Centralizzazione dell’informativa

Vi è poi una centralizzazione dell’informativa sulle modalità con cui proporre reclami e la possibilità di fornire le informazioni sui rapporti di affari e di conflitto di interessi del distributore via internet o mediante affissione nei locali, riservando la consegna cartacea al solo caso di richiesta del cliente, unitamente alla revisione della frequenza degli aggiornamenti che si propone di diminuire passando da tre a dodici mesi.

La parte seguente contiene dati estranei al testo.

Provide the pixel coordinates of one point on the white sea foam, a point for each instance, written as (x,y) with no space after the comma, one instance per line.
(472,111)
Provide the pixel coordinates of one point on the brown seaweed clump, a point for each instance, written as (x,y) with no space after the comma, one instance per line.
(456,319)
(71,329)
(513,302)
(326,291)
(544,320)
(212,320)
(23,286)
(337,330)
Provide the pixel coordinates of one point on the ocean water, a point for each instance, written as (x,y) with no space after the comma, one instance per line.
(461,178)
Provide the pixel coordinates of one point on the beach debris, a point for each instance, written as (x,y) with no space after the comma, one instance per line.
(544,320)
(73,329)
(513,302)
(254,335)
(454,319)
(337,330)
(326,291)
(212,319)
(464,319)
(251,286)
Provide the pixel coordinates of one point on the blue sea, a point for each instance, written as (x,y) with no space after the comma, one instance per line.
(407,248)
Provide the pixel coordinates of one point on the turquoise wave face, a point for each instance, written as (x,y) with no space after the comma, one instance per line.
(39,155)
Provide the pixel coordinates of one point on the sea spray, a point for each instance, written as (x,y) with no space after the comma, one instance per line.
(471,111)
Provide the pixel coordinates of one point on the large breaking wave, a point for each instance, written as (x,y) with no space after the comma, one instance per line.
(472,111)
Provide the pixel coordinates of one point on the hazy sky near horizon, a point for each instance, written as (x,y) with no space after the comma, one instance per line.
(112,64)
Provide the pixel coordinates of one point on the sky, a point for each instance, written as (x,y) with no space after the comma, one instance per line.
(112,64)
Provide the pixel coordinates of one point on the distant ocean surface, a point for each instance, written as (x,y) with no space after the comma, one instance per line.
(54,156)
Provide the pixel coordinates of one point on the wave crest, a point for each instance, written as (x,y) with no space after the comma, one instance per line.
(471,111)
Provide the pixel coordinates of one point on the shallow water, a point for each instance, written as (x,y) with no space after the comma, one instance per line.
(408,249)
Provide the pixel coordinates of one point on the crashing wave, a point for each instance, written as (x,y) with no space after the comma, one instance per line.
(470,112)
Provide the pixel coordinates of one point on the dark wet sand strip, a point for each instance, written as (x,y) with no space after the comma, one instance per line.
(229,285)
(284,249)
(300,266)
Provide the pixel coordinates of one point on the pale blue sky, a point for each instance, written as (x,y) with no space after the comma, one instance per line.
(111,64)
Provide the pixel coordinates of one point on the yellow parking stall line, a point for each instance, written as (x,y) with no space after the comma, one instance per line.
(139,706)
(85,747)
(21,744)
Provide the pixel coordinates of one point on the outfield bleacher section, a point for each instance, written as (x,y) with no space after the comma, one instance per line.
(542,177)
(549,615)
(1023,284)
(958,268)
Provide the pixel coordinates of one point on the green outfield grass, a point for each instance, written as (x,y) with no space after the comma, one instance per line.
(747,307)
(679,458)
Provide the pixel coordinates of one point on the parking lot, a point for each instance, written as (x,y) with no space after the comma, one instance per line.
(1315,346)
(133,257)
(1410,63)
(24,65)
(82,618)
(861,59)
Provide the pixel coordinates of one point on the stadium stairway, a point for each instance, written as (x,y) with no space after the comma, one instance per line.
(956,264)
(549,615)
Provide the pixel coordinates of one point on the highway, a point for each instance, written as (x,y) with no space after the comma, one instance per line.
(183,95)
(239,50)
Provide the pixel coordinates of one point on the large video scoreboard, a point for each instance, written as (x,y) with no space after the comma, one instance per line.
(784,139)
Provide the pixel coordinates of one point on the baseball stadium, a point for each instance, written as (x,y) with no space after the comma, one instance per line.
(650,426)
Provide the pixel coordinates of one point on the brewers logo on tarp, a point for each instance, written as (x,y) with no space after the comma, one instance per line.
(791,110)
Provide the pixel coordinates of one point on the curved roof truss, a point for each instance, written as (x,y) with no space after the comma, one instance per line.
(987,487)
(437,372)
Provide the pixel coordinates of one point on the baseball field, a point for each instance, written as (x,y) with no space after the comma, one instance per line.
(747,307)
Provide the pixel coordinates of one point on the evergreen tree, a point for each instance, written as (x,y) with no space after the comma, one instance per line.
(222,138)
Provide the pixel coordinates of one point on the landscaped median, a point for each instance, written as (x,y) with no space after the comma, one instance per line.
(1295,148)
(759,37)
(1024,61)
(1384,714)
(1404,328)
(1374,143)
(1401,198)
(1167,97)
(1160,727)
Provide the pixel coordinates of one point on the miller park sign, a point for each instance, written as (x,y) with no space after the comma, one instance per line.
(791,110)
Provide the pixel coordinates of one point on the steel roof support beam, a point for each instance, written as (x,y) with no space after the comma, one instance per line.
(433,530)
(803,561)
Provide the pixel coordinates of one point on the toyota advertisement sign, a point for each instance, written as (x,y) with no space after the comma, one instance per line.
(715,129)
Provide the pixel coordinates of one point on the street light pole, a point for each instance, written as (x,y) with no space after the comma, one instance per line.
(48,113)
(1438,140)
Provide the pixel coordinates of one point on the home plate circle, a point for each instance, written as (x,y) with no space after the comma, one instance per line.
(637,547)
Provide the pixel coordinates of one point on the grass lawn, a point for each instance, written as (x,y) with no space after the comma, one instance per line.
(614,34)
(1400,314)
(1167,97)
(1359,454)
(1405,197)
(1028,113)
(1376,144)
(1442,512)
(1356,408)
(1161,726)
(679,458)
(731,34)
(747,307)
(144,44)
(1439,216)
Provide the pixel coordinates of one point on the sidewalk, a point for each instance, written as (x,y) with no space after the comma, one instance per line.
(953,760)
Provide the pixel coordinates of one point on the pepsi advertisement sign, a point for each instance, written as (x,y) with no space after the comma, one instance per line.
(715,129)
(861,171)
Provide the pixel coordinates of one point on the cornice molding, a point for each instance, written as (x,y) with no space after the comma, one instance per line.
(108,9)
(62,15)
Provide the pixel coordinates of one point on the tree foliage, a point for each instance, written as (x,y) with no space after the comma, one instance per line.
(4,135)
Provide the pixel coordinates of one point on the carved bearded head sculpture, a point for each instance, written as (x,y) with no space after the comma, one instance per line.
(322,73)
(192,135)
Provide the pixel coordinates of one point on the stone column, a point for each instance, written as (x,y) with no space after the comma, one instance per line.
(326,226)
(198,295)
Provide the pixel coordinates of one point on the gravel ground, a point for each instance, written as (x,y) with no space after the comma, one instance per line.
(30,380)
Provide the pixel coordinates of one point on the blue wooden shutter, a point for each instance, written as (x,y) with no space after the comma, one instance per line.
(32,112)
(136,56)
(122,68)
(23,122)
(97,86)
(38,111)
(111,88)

Ancor più incisive sono le proposte di semplificazione sull’informativa sulle polizze. In questo caso si vuole intervenire sul Regolamento 41/2018 ed in particolare sui Documenti Informativi Precontrattuali (Dip) aggiuntivi considerato che essi forniscono informazioni ulteriori rispetto ai Dip dei prodotti corrispondenti (Kid, Dip vita, Dip danni). Nei nuovi schemi proposti da Ivass si semplifica la struttura, introducendo un limite massimo di pagine e sopprimendo l’obbligo di riportare le cosiddete “sezioni vuote” in quanto non contenti informazioni ulteriori. Si eliminano alcune ridondanze e si focalizza l’informativa sugli elementi essenziali quali i costi, le coperture assicurative offerte e le relative esclusioni, il regime fiscale, la solvibilità, i reclami e la legge applicabile. Per i prodotti di investimento assicurativi, gli Ibips, si prevede un utile raccordo delle espressioni utilizzate rispetto a quelle contenute nel Kid al fine di migliorare la comprensibilità dei prodotti e quindi la loro comparabilità.

 

Interventi in ambito Esg

Da notare sotto il profilo dell’ambito di applicazione che la nuova disciplina dell’informativa del distributore con le relative modifiche del Regolamento Ivass n. 40/2018 impatta sui soli canali distributivi tradizionali (agenti e broker) considerato che la disciplina prevista per i distributori di cui alla lett. D del Rui (banche e Sim) resta nelle disposizioni del regolamento Intermediari della Consob. A valle della implementazione in Italia di Idd che ha finalmente portato all’eliminazione del cosiddetto “principio del doppio canale”, ossia  regole diverse a parità di prodotto assicurativo a seconda dei canali distributivi utilizzati, le modifiche proposte nel documento di consultazione contribuiscono ad una sempre maggiore uniformità delle disposizioni, se si considera che la disciplina prevista dalla Consob già recepiva una serie di semplificazioni nell’utilizzo degli allegati lasciando maggior spazio agli intermediari distributori di definizione delle regole di comportamento.

Da ultimo va ricordato che il provvedimento riguarda anche il tema Esg. Ivass infatti intende completare l’intervento di adeguamento alla normativa europea in materia di finanza sostenibile delle disposizioni regolamentari Ivass per tenere conto delle novità apportate dai Regulatory technical standards (Rts) e completare l’allineamento con l’informativa del distributore, nonché porre in essere un effettivo collegamento con l’informativa del produttore.